Vamos por partes. Primeiro, é um feito gigantesco reger a Filarmônica de Los Angeles. E num programa Beethoven. Em segundo lugar, o projeto Amazônia une ousadia e um encontro virtuoso com o maior fotógrafo brasileiro da atualidade, mundialmente reverenciado, Sebastião Salgado.
A ousadia fica por conta da coragem de Simone de construir, a partir de Floresta do Amazonas, de Villa-Lobos, uma suíte de 48 minutos e onze números (o original tem 23 partes e praticamente 80 minutos), para os quais Salgado “compôs” uma trilha visual com suas fotos da Amazônia que vêm percorrendo o mundo.
“Villa-Lobos dizia que sua música cantava a floresta, cantava os rios, e eu sinto a força da natureza quando ouço ou rejo esta música”, conta a regente. ”A construção deste projeto foi feita em parceria com Sebastião Salgado. Ele escutou esta suíte várias vezes, procurando encontrar imagens para cada frase musical.”
O depoimento do fotógrafo consegue transmitir o impacto que esta música teve sobre ele: “Foi pra mim muito difícil adaptar minhas fotografias a esta suíte. Tive de escutar esta suíte mais de 50 vezes, 100 vezes, E comecei a identificar partes da música... e aí, quando as fotos foram sendo mostradas enquanto a música fluía, foi pra mim uma emoção imensa, de sentir que na realidade, aquelas fotografias que fiz não foram só para apresentar a Amazônia, eu fiz para esta música de Villa-Lobos”.
Tive a chance de ouvir o álbum na íntegra. Uma execução de alta qualidade da Philharmonia Zurique e de Simone Menezes. Além disso, a soprano Camila Titinger Provenzale está em grande forma. O concerto oficial de lançamento vai acontecer com Simone à frente da Orquestra Nacional da Espanha, em Madri, em 14 de outubro próximo.
Confesso a vocês que me emocionei especialmente com esta suíte. E fui correndo reler um trecho de uma resenha de Mário de Andrade de 1930. Ele não se refere a esta suíte, do finalzinho de sua vida, 1958, mas ao poema sinfônico Amazonas.

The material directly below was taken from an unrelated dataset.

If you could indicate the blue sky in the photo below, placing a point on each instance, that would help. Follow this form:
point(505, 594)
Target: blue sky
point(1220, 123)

Um comentário que se aplica porque aqui o importante é o modo como Mário qualifica bem o talento único de Villa em retratar a floresta.
Está no livro Música, doce música, num bloco de sete artigos encadeados sobre Villa-Lobos. Ele coloca em palavras tudo que sinto ao ouvir esta música: “Música aprendida com os passarinhos e as feras, com os selvagens e os tufões, com as águas e as religiões primárias. Música da natureza, junto da qual a 6ª Sinfonia [de Beethoven] ou o Siegfried (não como beleza, está claro, mas como significação cósmica) não passam de amostras bem-educadinhas de natureza, pra expor nas vitrinas, natureza já comercializada, limpinha e vestida na civilização cristã. Nada conheço em música, nem mesmo a bárbara Sagração da Primavera de Stravinsky (aliás de outra e genialmente realizada estética), que seja tão, não digo 'primário', mas tão expressivo das leis verdes e terrosas da natureza sem trabalho, como a música ou, pelo menos, certas músicas de Villa-Lobos". Vasco Mariz, em seu livro, escreve que Villa lhe disse o seguinte: “Depois de Amazonas [ele se refere ao poema de 14 minutos), perdi o pudor e a timidez de escrever coisas arrojadas”.
Termino recomendando que vocês ouçam também a excelente gravação da Osesp com John Neschling de 2010 da versão original de Floresta do Amazonas, nascida como trilha para Green Mansions, mas não utilizada no filme.